What is the psychology of organisational change?
Plenty of books have been written about this, and I will not attempt to write one here. Let me instead pull one of those books into Kotter’s theory and give some examples of what I’m talking about. Robert J Marshak is a distinguished organisational dynamics scholar with an impressive organisational consulting record. He wrote an excellent book on what we (choose not to) see during organisational change: Covert Processes at Work. Managing the Hidden Dimensions of Organizational Change (2006). Marshak argues that rational argumentation about the change is easy by comparison, because
considering the covert, unconscious reactions and dynamics is almost always considered off-limits in the workplace
– Robert J.Marshak, Covert Processes at Work, p.13
Dimensions of organisational change
Marshak identifies one overt and five covert dimensions which impact on organisational change:
- Reasons for change: the rational and analytical logic behind the change
- Politics: people’s interests – individual and group
- Inspirations: values-based and visionary aspirations
- Emotions: affective and reactive feelings
- Mindsets: guiding beliefs and assumptions
- Psychodynamics: anxiety-based and unconscious defenses
No prizes for guessing which is which! Now, let’s see what Marshak’s dimensions have to say about Kotter’s common causes for failure.
Cause 1. Lack of sense of urgency
Sure, people can fail to be convinced by the arguments supporting the change, and counter them with ‘rational and analytical logic’ one by one. Often there are also other reasons why people fail to mobilise: they feel they lack opportunities to help shape the vision for example. A sense of ownership is required, and not being able to shape even a small part of the new world undermines the need for urgency.
Cause 2. Lack of a powerful ‘guiding coalition’
This one can be very tricky to navigate because of inevitably conflicting interests in organisations. Good and honest insight into the political interests at work is crucial to creating a strong coalition that unites people across divides, yet is often overlooked. Stakeholder analysisis of crucial importance here.
Cause 3: Lack of vision
A shared vision shapes beliefs and principles that guide people’s decisions, which becomes even more important in uncertain times. If the vision is not clear, or it is not clearly and consistently communicated to stakeholders, staff will have great difficultly translating that vision into the mindset required to make the change a success – and stick.

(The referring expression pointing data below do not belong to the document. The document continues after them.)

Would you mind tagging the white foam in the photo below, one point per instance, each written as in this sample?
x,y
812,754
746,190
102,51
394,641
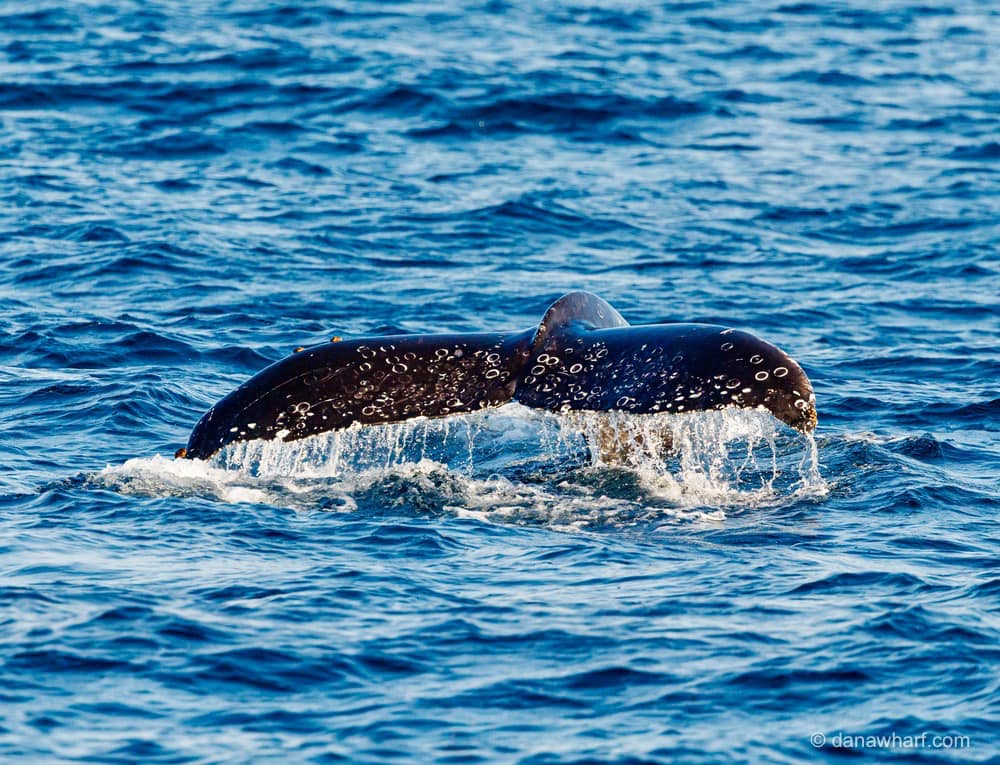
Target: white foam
x,y
511,465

Cause 4: Undercommunication
Communication is often woefully underestimated by change makers. Yes, it is hard to imagine not knowing anything about it when you’re at the centre of it. Another reason is genuine anxiety around having to broach a difficult topic. Interests may clash and complicate the process, and also most people dread being the bearer of difficult news. The creeping sabotage of unconscious defenses in individuals is very often at the root of undercommunication during change.

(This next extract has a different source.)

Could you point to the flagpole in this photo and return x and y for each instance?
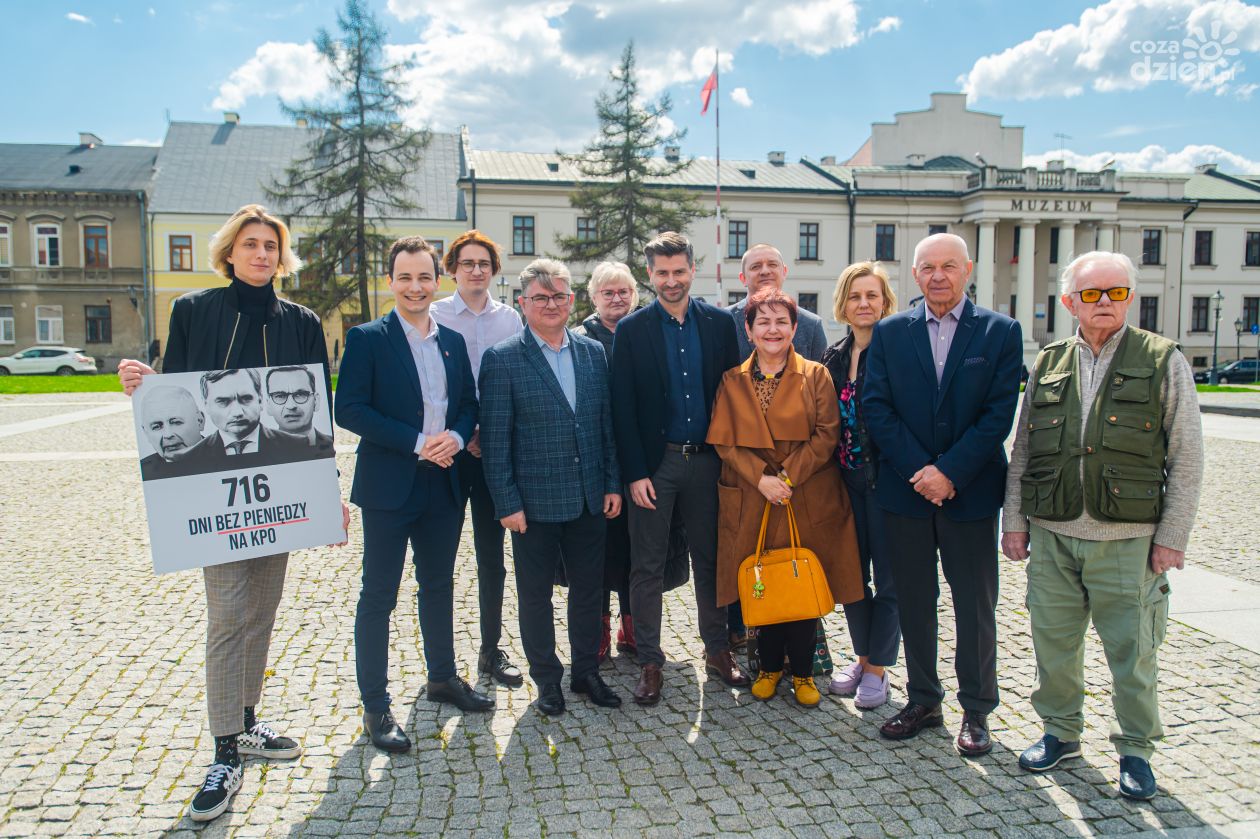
(717, 126)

Cause 5: Not removing obstacles
Here too we see psychodynamics such as avoidance and denial at work, along with a reluctance to challenge vested interests. It requires identifying and naming interests which so far have been operating under the radar and in fact have relied on not being called out for a long time.
Cause 6: Lack of planned-for short-term wins
Short-term wins are an important motivator and can boost confidence, which can ‘sell’ the change to people who are unconvinced or undecided. Reporting and celebrating interrim results is important as they reveal more about the vision for the future one step at a time.
Cause 7: Declaring victory too soon
This will be grist to the political mill of those opposed to the change and a perfect opportunity to reinforce their position. For others, such disappointment leads to anxiety and stress as more uncertainty and ambiguity ensues. It can be fatal to the aspirations of those who have been supportive yet anxious at the same time.
Cause 8: Not anchoring the change in the organisational culture
Organisations are made up of people who all move at their own speed. Adjusting to the new world takes some of us longer than others, and this will be felt in the time and effort it takes to see significant changes in organisational culture. Mindset, vision, aspiration, assumptions, beliefs and the stories we tell each other all influence organisational culture. These need time to evolve.
The way an organisation goes about designing and implementing change is indicative of its culture. It is the organisations that know how to tend to the unseen dimensions of change that are likely to be the most successful.
As the ancient Chinese proverb goes:
Grass doesn’t grow by pulling the blades. It grows by tending to its roots.